Thursday, August 12, 2021

I lost my mom’s Hanbok!

Yup! I lost my mom’s Hanbok that my late dad bought for her during his trip back in the 80s. I doubt she knows/remembers owning one and that I lost it, I believe I lost it during one of the company event where we need to wear traditional attire. Sushhh….. Don’t go and tell tau.

I guess, I should do this 2 (or perhaps 3 or 4 things) first when I visit South Korea next time.
   1. Take a photo in Hanbok at one of the palaces
   2. Go buy a Hanbok as a gift to my mom
   3. Attend a Hanbok class – I bet it’ll be interesting
   4. Buy a modern Hanbok dress that is currently trending

The handbook goes as far back as the Three Kingdoms of Korea with minimal changes made or perhaps none except for the material and how the sewing is done nowadays. In present time, it is won on special occasions or during festive season.

A Hanbok is divided into 2 parts namely the jeogori (jacket), baji (trousers for male) and chima (skirt for female). It is also said that a Mongol princess who is married into Korea during the Goryeo Dynasty has brought along and assimilate the Mongolian fashion into the Korean Hanbok. Due to this, the jeogori is abit shorter (at the waist line) and is tied at the chest. The sleeves are slightly curved where else the chima was shortened.

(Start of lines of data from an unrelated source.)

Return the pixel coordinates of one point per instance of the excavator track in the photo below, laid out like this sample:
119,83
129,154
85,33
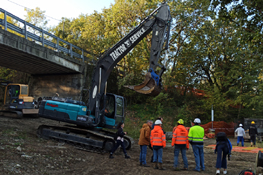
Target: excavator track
11,114
83,139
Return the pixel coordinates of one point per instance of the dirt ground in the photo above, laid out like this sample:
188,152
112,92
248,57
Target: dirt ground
22,152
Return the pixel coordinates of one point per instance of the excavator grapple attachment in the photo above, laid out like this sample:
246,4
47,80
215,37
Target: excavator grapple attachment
149,86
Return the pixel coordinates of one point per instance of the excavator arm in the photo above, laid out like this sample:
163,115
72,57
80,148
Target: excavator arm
159,23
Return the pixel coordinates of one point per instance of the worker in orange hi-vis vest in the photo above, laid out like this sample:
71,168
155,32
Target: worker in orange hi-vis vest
180,143
158,142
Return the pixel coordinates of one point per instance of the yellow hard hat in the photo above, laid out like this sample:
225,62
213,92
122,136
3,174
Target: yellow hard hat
180,121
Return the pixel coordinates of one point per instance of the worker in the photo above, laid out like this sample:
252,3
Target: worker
120,134
223,146
161,119
180,143
158,142
16,93
195,137
144,141
252,133
240,134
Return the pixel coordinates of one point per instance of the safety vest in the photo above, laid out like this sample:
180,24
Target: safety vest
196,135
158,137
180,136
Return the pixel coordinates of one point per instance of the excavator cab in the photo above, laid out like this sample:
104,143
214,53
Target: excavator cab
16,100
114,110
16,97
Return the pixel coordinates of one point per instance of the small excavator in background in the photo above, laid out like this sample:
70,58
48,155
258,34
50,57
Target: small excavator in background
86,123
16,100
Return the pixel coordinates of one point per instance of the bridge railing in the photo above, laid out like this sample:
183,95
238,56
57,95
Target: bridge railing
67,48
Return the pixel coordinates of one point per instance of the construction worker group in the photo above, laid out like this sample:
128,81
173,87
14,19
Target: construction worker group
152,134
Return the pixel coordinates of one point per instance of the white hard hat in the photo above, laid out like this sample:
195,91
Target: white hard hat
197,120
158,122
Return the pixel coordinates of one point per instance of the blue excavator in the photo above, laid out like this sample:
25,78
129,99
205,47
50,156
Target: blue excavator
86,124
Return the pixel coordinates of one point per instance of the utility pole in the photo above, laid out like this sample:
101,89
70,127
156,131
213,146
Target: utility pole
212,115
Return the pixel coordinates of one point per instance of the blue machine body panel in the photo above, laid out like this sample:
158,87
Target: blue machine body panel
73,110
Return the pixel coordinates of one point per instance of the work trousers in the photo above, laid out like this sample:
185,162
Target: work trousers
143,154
199,156
176,155
158,155
221,160
240,139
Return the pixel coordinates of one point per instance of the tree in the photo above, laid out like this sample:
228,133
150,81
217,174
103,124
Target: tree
36,17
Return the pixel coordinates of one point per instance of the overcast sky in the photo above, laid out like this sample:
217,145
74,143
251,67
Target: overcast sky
55,9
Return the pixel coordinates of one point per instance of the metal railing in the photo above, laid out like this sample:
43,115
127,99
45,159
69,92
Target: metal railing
67,47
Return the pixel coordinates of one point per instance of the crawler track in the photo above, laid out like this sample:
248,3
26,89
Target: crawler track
11,114
94,141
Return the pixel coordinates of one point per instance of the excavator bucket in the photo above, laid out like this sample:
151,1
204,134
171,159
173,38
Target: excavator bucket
149,86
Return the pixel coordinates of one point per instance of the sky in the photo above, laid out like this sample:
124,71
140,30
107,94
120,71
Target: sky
55,9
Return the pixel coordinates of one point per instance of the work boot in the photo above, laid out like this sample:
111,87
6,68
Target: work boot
111,156
155,165
161,166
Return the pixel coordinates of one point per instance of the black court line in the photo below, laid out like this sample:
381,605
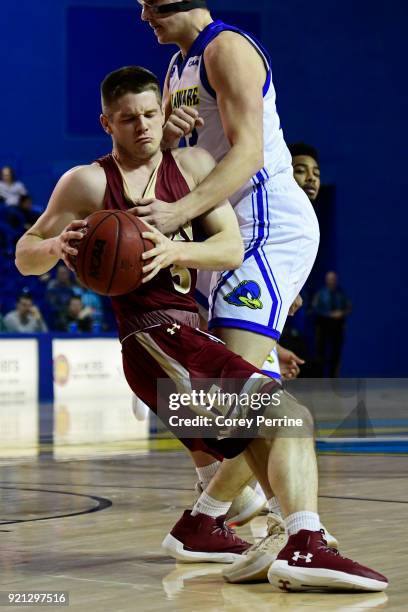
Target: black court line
102,502
108,503
383,501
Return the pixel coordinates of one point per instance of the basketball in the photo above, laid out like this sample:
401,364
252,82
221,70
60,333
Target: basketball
109,259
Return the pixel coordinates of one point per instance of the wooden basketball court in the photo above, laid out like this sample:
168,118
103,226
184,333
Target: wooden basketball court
93,527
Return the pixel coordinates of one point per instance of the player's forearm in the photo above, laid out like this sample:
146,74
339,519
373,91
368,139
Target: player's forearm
35,255
233,171
220,252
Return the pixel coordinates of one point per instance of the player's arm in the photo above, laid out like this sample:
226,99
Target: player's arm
223,249
76,195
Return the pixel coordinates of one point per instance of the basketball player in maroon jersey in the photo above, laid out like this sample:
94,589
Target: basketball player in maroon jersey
157,327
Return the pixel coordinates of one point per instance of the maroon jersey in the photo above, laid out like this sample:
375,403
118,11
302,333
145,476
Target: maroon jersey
168,296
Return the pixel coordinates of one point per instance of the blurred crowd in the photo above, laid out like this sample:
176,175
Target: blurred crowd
57,302
52,302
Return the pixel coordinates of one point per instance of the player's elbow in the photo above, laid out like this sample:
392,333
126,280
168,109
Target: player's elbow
21,266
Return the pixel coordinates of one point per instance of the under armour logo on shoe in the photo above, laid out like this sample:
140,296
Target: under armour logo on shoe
308,558
283,585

And it is further identified by the 5 yin-and-yang elements that is white (metal), red (fire), blue (wood), black (water) and yellow (earth). Not only that, these colours symbolises the social position as well as marital status for example, bring colours are usually worn by kids meanwhile the elders wear a more subdued tone. The colours were even distinguished by yellow jeogori and red chima are often worn by singles and married or middle age women, in green and red respectively. And those with sons donned in navy colours. Very technical right.

If you think this ends here, NOOOOOOO. The upper class has the options of wearing any/many colours however the working class, back in those days are required to dress in white and match with shades of faint pink, light green, grey on special occasions. Similar with other traditional attire, upper class not only has the right to choose any colour (often opulent in tone) but the materials are usual expensive, rare and of a good quality. While cotton for commoners. In the older days, colors or dyes were extracted from natural plant - fruits or vegetables.

Any design on the material/cloth represents their wishes, a simple example will peonies flowers on a wedding dress is an aspiration for honour and wealth. Similarly, hope for nobility is being represents by lotus flowers and wish for children, pomegranates. As for animal design such as dragon, cranes and phoenixes are only for royalty and high-ranking officials.

This doesn’t end here, the Koreans are very detail and appreciate their custom – traditional attire right down to accessories and shoes. Usually a handbook is beautified with norigae; a traditional Korean accessory (ornamental tassel) that is hung from a woman's jeogori. There is also the daenggi; a traditional Korean ribbon that is used the end of a braided hair. Baetssi-daenggi is a head piece worn and is to be worn with the daenggi-meori, for married women and royalties they wear cheopji. Daenggi-meori and cheopji are differentiated by materials and design such as dragon, peacock, phoenix or flower and butterfly. Last but not least, the binyeo - a hairpin or cucuk sanggul for us Malaysian. It is made of metal, wood, jade, silver, brass or even bones.

To complete the whole attire, footwear requires the same attention. Suhye, unhye and heukhye are for woman, these is a silk embroided shoes and nowadays comes with a heel and taesahye, oikohye and jeokseok are worn by men that is made with fleece and leather.

You can easily rent a Hanbok at some of the palaces or the cultural village where you can roam around and take beautiful photos donning this beautiful Korean traditional attire.